Memulai investasi properti tampak menjanjikan — aset nyata, potensi apresiasi, dan aliran kas dari sewa. Tapi banyak investor pemula yang terjebak kesalahan sederhana yang berujung rugi. Berikut lima kesalahan paling sering terjadi, beserta cara praktis supaya kamu tidak mengulangnya.
1. Tidak Melakukan Riset Lokasi yang Memadai
Masalah: Banyak investor membeli properti hanya karena “terlihat murah” atau karena saran orang lain, tanpa mengecek fundamental lokasi. Akibatnya: sepi penyewa, sulit dijual kembali, atau nilai tidak naik sesuai harapan.
Solusi: Lakukan riset lokasi: cek akses transportasi, rencana infrastruktur, fasilitas publik (sekolah, rumah sakit, pusat belanja), serta data harga transaksi di 3–5 tahun terakhir. Datang ke lokasi pada waktu berbeda untuk merasakan kondisi nyata.

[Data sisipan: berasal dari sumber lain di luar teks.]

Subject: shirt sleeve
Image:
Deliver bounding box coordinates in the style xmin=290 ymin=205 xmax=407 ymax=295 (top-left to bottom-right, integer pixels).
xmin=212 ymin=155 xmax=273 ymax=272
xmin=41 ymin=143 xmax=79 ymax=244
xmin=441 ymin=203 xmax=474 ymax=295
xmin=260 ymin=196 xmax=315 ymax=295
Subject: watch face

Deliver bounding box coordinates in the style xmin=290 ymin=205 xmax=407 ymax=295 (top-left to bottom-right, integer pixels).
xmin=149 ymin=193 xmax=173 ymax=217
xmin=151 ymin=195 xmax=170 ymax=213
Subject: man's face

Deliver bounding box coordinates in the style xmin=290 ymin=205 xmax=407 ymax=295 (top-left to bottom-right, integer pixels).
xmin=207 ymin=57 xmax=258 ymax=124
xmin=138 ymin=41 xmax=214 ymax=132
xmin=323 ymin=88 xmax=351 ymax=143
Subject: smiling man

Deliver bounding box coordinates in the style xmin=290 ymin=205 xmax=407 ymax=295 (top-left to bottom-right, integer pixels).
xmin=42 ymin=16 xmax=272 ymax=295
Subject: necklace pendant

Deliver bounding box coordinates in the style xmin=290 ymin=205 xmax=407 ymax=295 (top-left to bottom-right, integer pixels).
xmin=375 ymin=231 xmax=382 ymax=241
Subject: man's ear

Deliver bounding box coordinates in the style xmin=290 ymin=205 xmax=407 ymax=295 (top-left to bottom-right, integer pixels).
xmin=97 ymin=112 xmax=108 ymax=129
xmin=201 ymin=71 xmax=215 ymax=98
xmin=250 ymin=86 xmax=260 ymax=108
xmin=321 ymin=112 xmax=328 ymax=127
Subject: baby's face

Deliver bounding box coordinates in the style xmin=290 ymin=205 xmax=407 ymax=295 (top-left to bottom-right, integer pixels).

2. Mengabaikan Perhitungan Biaya Total Kepemilikan
Masalah: Hanya melihat harga beli membuat banyak investor lupa menghitung biaya lain: pajak, notaris, biaya balik nama, service charge (untuk apartemen), asuransi, hingga biaya renovasi dan perawatan. Tanpa kalkulasi lengkap, arus kas bisa negatif.
Solusi: Buat perhitungan lengkap (Total Cost of Ownership). Masukkan semua biaya tetap dan variabel, lalu bandingkan dengan estimasi pendapatan sewa dan potensi capital gain. Gunakan conservative estimate untuk suku bunga atau tingkat okupansi.
3. Terlalu Bergantung pada Emosi dan Tren Sesaat
Masalah: Keputusan impulsif karena “trend viral” atau takut ketinggalan (FOMO) kerap menyebabkan pembelian di harga puncak atau di lokasi yang belum matang. Tren pasar bisa berubah cepat.
Solusi: Ambil keputusan berdasarkan data dan strategi jangka panjang. Tetapkan kriteria investasi (lokasi, target ROI, horizon waktu) dan patuhi itu. Jika ada hype, verifikasi dengan angka — bukan hanya dengan berita atau postingan viral
4. Mengabaikan Legalitas dan Risiko Dokumen — (Kesalahan Paling Sering)
Masalah: Ini yang paling berbahaya: membeli tanpa cek sertifikat, Hak Tanggungan, IMB, atau adanya sengketa. Banyak kasus investor baru kehilangan uang karena masalah legal setelah transaksi.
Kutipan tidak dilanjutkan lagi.